The only word Owen could think of to describe the expression on Hiram Edson’s visage was: Hope.
At this time Seventh-day Adventists’ most blessed hope is Christ our High Priest.
What lifted the spirits of former Millerites before the sinking awareness that the last several years had been an irredeemable waste of time, energy, and money? What shielded them from the I-told-you-so smirks on the faces of neighbors and acquaintances? What gave them the wherewithal to put their lives back together piece by piece?
It was a new hope that didn’t so much replace the former hope as create a different, more sophisticated hope. We might say a hope more in alignment with truth, reality. Edson’s vision in the cornfield came from one type of revelation; the advent believers explored and confirmed that particular revelation with another type of revelation: Bible study. Their conclusion: “We have this hope as an anchor for the soul, firm and secure. It enters the inner sanctuary behind the curtain where our forerunner, Jesus, has entered on our behalf. He has become a high priest forever…”

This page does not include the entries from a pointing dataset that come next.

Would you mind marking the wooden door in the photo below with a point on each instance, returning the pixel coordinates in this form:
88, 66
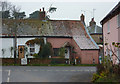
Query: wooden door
21, 51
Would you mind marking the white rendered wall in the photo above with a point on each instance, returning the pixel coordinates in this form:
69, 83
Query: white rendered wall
7, 43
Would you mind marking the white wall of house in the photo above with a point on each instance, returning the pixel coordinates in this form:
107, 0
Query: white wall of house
7, 43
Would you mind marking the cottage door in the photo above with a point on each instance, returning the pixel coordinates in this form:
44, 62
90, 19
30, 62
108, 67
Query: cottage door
21, 51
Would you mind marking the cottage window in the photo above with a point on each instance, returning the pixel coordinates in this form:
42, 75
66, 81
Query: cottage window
56, 51
32, 48
108, 26
118, 20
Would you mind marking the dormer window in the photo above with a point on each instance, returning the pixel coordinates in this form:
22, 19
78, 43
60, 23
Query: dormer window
32, 49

Christ our High Priest means this:
- Jesus died for us
- Jesus rose from the dead
- Jesus was successful in his activities in the Holy Place
- Jesus entered the Most Holy Place
- Jesus is applying the blood of His sacrificial death in atonement for our sins
- Jesus lives to intercede for us
- Jesus is our lawyer
- Jesus is typifying the meticulousness of the earthly sanctuary to save us thoroughly and flawlessly
- Jesus loves humanity as seen in the tedious, exhaustive, and transparent attempts to save all
- Jesus is preparating of heaven for us
- Jesus will return to earth when His work in the Most Holy Place is completed
- Jesus is 169 years into the final stage of our salvation; His coming is near
October 23 guaranteed that all of humanity would hear the gospel—not just dwellers in parts of the United States, Britain and Australia. October 23 guaranteed that the final salvation for some at Christ’s second coming would not be based upon a shabby, insufficient process, but upon a thorough and durable application of Jesus’ death. October 23 guaranteed that the damnation that Christ’s second coming would confirm for others would not be based upon a shabby, insufficient process, but upon thorough, exhaustive, and perfectly systematic attempts to persuade them to accept Christ’s sacrifice. October 23 signaled the final phase of a plan that will make everything harmonious, holy, vital, pure and perfect again.
If all goes right—and all will go right—the process that began on October 23 almost 170 years ago will triumphantly culminate in the event that our spiritual forebears thought would occur on October 22 almost 170 years ago: the return of Jesus.